Okay, some of that last bit wasn’t fair, at least not fully.  There *are* some processes where until you do a critical amount of effort, the expected result doesn’t happen.  But textbook monetary policy isn’t supposed to be that way.

So, take a look at the above GDP predictions graph.  The “slope of hope” points downhill as the economy does not grow as quickly as they thought it would, given all of their efforts.

Unemp graph

The unemployment was similar, except here, they weren’t optimistic enough.  As it is, they expect unemployment to remain low for a long time, at about the levels that it is now.  Now, how likely is it for unemployment rates to remain stable for three years?  Not that likely.

PCE Inflation

You can almost hear them thinking, “Inflation will come back to 2%.  After all we’ve been so loose for so long.  There’s no way it should remain so low when we are creating credit left, right, up, down, forwards and backwards.”  But then, it doesn’t come — it always stays low.  Their long run view stays stubbornly at 2%, unlike other views where they let it drift, and that’s because 2% inflation is the religion of the Fed!  It is the Holy Received Goal, that proper monetary policy will create.

But sometimes they wonder, when it’s dark at night and quiet, “What would it take to create inflation?  What?”

FF graph

Finally, they all know that the Fed funds rate will rise.  It can’t stay low forever, can it?

Behind it all is the nagging worry: “Why doesn’t economic activity pick up?!  We’re doing everything we can short of doing a helicopter drop of money!  That has to be enough!  We don’t want to go to buying investment grade corporates or negative interest rates like that basket-case, the ECB, at least not yet.  C’mon grow!

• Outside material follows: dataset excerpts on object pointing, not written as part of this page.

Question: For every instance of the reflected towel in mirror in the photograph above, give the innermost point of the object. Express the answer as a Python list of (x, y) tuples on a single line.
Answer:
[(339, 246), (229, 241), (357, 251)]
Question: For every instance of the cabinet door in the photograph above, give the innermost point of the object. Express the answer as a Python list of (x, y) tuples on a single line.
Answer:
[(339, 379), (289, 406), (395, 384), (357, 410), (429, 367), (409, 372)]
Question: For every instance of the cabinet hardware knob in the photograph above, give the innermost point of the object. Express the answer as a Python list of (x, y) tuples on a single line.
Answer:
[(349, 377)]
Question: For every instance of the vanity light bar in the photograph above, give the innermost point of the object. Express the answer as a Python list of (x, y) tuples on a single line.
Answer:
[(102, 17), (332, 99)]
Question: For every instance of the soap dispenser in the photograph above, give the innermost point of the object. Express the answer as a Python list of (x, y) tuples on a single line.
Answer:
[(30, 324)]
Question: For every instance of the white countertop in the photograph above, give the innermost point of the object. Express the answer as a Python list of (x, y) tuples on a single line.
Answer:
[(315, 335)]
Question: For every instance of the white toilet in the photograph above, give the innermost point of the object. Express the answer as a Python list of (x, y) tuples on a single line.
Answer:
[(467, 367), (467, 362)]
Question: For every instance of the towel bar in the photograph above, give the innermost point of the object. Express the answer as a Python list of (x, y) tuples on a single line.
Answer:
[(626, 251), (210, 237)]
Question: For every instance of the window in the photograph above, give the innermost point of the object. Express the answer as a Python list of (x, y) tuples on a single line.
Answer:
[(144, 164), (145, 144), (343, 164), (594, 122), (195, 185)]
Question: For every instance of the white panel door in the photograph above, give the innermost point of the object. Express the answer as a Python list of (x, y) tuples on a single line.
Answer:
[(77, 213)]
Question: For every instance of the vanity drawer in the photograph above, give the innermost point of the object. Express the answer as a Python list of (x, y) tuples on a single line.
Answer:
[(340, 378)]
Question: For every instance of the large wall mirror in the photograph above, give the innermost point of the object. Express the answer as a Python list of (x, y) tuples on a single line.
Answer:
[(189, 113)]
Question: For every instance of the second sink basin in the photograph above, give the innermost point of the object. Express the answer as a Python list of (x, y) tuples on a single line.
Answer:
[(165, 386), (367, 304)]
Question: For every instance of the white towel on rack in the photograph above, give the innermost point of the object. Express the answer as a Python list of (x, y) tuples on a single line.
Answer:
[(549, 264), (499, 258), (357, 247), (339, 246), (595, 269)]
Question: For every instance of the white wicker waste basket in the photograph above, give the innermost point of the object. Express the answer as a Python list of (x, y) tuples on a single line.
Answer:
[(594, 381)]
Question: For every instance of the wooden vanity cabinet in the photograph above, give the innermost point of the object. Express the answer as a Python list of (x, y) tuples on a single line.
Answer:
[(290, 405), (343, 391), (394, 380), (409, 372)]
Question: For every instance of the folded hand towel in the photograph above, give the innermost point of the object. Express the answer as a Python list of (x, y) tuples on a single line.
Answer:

Grow!”

Note that for each quarter the FOMC has given its projections recently, they have thrown a quarter-percent tightening out the window.  That’s how overly optimistic they are in setting estimates of future policy.

Leave aside the fact that various risk assets in fixed income land are now flying.  High-yield isn’t doing badly, but emerging markets debt is taking off — note $EMB which has recently broken its 200-day moving average.

Conclusion

Bad theories beget bad policy tools, which in tern begets bad results.  The FOMC needs an overhaul of its theories, so that it stops creating speculative bubbles, and learns to be happy with an economy that just muddles along.  And who knows?  Give savers a fair rate of return, and maybe the economy will grow faster.